What is the purpose of this “Justice” or “Rights and wrongs” if all it gets us into is this find-someone-to-blame-mode?

Coming back to the slamming door example, consider both possibilities, where someone slammed it or where the wind blew it shut, slamming it. In both cases, there was energy imparted to the door, causing it to move. Kinetic energy from the wind did the job in the latter, while kinetic energy from someone did it in the former. Both are energy. Does the door know the difference between the two sources of energy? No. Does the door slam differently in either cases? Nope, except when the energy imparted is of a different intensity.

Does the door slam with a “Ah Beng slammed the door” or “The wind slammed the door”? Nope. Yet, we impute additional meaning to the slamming door. I’m not denying that it is either the wind, Ah Beng or some sources that did it. I’m saying that

1) if the distinction of the sources is not meaningful in our and others’ happiness, then it is not meaningful to discern and cling strongly to such distinction.

2) the distinction is imputed, because the direct cause of the slamming is basically kinetic energy!* Not some person, or a being.

Discernment #1 is easier to accept and do, and it appeals to our pragmatic wish to be happy. It, however, only mitigates one’s problem. Discernment #2 is easy to understand, but harder to recognise internally or apply directly. If one is able to do so, then one weakens the root of the problem (Sakaya-ditthi) and in due time, cuts the very cause of suffering!

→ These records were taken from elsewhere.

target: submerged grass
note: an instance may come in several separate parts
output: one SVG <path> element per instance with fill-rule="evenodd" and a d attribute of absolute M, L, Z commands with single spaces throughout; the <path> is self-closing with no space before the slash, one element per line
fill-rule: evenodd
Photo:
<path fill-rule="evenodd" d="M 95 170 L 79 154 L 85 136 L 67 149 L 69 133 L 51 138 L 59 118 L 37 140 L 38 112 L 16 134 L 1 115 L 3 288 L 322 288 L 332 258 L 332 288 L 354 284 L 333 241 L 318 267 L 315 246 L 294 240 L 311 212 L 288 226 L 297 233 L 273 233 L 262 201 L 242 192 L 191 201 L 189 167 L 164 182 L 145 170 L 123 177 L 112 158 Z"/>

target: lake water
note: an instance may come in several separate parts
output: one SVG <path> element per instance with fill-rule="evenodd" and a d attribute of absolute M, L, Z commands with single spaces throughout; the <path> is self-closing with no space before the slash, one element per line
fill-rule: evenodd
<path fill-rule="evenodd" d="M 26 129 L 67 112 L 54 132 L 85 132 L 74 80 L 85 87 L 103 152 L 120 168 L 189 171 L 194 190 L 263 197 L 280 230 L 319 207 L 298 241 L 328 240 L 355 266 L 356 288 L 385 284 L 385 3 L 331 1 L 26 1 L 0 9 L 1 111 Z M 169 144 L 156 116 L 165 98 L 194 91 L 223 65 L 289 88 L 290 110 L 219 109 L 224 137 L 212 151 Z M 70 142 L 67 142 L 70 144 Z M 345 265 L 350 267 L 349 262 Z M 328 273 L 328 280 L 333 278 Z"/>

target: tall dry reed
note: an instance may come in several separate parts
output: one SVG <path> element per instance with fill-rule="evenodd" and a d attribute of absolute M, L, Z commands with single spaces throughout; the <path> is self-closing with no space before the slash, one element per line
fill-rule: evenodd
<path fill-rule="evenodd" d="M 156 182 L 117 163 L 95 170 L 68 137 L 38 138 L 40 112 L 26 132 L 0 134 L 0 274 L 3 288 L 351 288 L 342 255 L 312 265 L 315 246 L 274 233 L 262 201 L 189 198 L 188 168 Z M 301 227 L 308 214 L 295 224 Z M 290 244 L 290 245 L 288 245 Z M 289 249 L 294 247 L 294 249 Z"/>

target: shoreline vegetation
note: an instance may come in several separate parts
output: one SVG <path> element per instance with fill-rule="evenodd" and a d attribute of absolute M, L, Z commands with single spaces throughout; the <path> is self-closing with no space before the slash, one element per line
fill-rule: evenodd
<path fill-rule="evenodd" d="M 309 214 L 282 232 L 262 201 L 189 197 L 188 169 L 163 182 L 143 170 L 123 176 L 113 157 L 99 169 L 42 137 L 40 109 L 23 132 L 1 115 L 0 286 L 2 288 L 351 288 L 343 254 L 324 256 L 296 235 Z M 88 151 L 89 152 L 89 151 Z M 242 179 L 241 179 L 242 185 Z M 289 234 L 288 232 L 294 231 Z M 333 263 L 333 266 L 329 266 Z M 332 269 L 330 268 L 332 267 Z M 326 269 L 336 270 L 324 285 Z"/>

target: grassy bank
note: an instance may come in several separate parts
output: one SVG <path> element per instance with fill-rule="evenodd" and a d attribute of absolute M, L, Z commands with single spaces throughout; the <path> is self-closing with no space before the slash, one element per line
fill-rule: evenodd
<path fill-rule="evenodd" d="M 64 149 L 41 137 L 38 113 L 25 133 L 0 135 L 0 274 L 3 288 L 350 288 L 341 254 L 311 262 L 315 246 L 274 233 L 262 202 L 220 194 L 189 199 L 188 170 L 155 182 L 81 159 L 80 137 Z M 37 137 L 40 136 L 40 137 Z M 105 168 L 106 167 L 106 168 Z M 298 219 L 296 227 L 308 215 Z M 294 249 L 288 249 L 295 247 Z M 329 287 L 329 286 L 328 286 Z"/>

Many years back, I was at the Fa Yun monastery and was having lunch one day. One of the duty person dripped gravy onto the outer surface of my alms bowl. Being the unenlightened monk, a thought arose “Aiyaya! How careless!” After awhile I caught myself and reflected somewhat mindfully and all was well. Then another time, when I was on duty serving, I dripped some gravy on my own bowl! I simply wiped it off without a second thought or agitation. Then a thought arose “HA! …. ….”

I will leave you to ponder what followed that “HA!” … ^_^

Footnote:
* — If one observes rupa (form) mindfully with respect to the four elements, one sees
clearly that the slamming door, the wind or a “person” slamming it are basically a function of the wind element. In modern speak, kinetic energy.